Re-Post: My Neighbor, Lori, The Political Prisoner…
Note: My old neighbor Lori Berenson has arrived in New York for the first time since 1995. Earlier this year, I wrote about her case here. Below is that post:
I have never written about this before. I am prompted to do so today because of a New York Times Magazine Feature Story that appeared over the weekend.
I was born and mostly raised in New York City. Growing up, I lived in an apartment complex in mid-town. My neighbor during those years was Lori Berenson.
Lori and I are two years apart. She is older than me. We lived on the same floor in a 8 story duplex apartment complex. This is a building where you got to know your neighbors. Lori’s family still lives in that apartment complex and so does part of my family. So when I go back to NYC to visit, I still stay in the apartment that I grew up in.
Lori and I had a cordial relationship. We were not close friends. She went to public school and I went to private school. When you are a kid, a two year age difference is a big gap. We traveled in different circles that did not overlap. Yet when we ran into each other in the laundry room, in the elevator, at the playground or at the supermarket, we would engage in light banter and chit chat. We were never close.

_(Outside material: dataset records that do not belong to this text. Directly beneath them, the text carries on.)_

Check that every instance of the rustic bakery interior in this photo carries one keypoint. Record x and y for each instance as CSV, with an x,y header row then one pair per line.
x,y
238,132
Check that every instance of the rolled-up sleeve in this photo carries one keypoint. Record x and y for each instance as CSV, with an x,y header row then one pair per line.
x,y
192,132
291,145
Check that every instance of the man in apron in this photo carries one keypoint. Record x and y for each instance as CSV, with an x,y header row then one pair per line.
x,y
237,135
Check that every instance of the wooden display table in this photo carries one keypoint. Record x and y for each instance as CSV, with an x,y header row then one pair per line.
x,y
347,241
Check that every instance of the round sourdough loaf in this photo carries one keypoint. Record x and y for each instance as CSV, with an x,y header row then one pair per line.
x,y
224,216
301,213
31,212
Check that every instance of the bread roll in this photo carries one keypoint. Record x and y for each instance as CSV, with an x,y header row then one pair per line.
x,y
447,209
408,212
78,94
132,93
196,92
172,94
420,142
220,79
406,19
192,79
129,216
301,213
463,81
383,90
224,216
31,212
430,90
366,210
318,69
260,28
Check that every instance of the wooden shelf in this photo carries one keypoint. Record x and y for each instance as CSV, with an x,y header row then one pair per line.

Lori and I were very similar in temperment. We both liked to keep our own company and did not particularly share our inner-most thoughts with others. We were both serious young people. She was socially conscious even though her family was not particularly political. I too was a young social activist. In retrospect, I think that we would have had much in common to discuss.
Lori left for college a year before I did and I would see her from time to time during the holidays when we were both back home. Lori became interested in Latin America. I was taken with the Caribbean. She traveled to El Salvador and was fascinated with radical nuns. I went to Cuba and was infatuated with Assata Shakur. By the time Lori was arrested in Peru in 1995 and sentenced to life in prison, I had moved to Chicago. I didn’t learn about her arrest until several months later.
What did I do once I learned about Lori’s arrest and conviction? I am sad to say… Nothing. When I would travel back to New York, I never stopped by to check on her family, to ask for news of Lori. I was silent about the situation and so were most of our other neighbors. I think that people were shocked by what had happened and I do not think that anyone knew how to react. I certainly did not.
After the first year of Lori’s imprisonment, I finally started to do things like signing petitions asking for clemency and making phone calls to elected officials asking for them to intervene in her case. But still, I did not directly reach out to her family to offer my support and to ask how I could help. I could have done so at any point and I just did not. I felt guilty about it but I didn’t know how to broach the subject when I would run into her parents. I feared that they must be exhausted from the sad looks and the probing questions. Instead, I acted like nothing was amiss. I acted as I always had with them. Saying hello in the elevators and making small talk.
Over the years though, I became obsessed with following any information on Lori’s condition. I looked for ways to support efforts that were set up to free her from prison. To this day, over 15 years later, I have not yet talked to her parents about Lori’s situation. It feels too late now. That time has passed. I built a wall between the personal and the political. I felt comfortable swimming in the river of the political. This has always been the case for me. I wonder how many others of my neighbors did the same. We have never talked about it. Where Lori Berenson was concerned, the residents of East Midtown Plaza adopted a generalized posture of silence.
Lori is on parole in Peru now. “Free” after 15 years in prison. She is unable to leave the country until 2015. I can’t even imagine what she has endured over all of her years of imprisonment. Now she faces a new challenge: social ostracism in a country that despises her. How much can a person endure? Some part of that answer can be found in the last few paragraphs of the Times story about Lori. I think that it captures the essence of the woman. I encourage those interested to read the entire article. It is long but it needs to be.
In the 15 years Berenson spent in prison, her peers have moved from early adulthood into middle age. “The world has changed,” she told me in August. “Internet, giant malls.” Technologically, she’s catching up, and has grown comfortable using e-mail and Skype. But at 41, she is still grappling with the fallout of youthful choices that have ended badly: her vocation; her marriage; her love of Latin America. The passion that fueled her move there seems to have left a kind of void, and beyond the need to support herself and her son, her future remains a blank.
Of course, Berenson’s future won’t really be her own until her parole ends; for now, she is raising Salvador alone in Peru, with limited options. If she ever feels despair or defeat at these conditions, she wouldn’t show it — not at 26, with a life sentence in front of her, and not now. Her capacity to absorb fear and discomfort is partly what has saved her — and also, most likely, what got her into trouble in the first place. But this is speculation; Berenson resists such storytelling, leaving the rest of us to our own devices in trying to unlock the mystery of her biography. What she can’t elude is our desire to do so: a notoriety she has sustained, uncomfortably, for most of her adulthood. “I am always conscious,” she said, “of who I am.”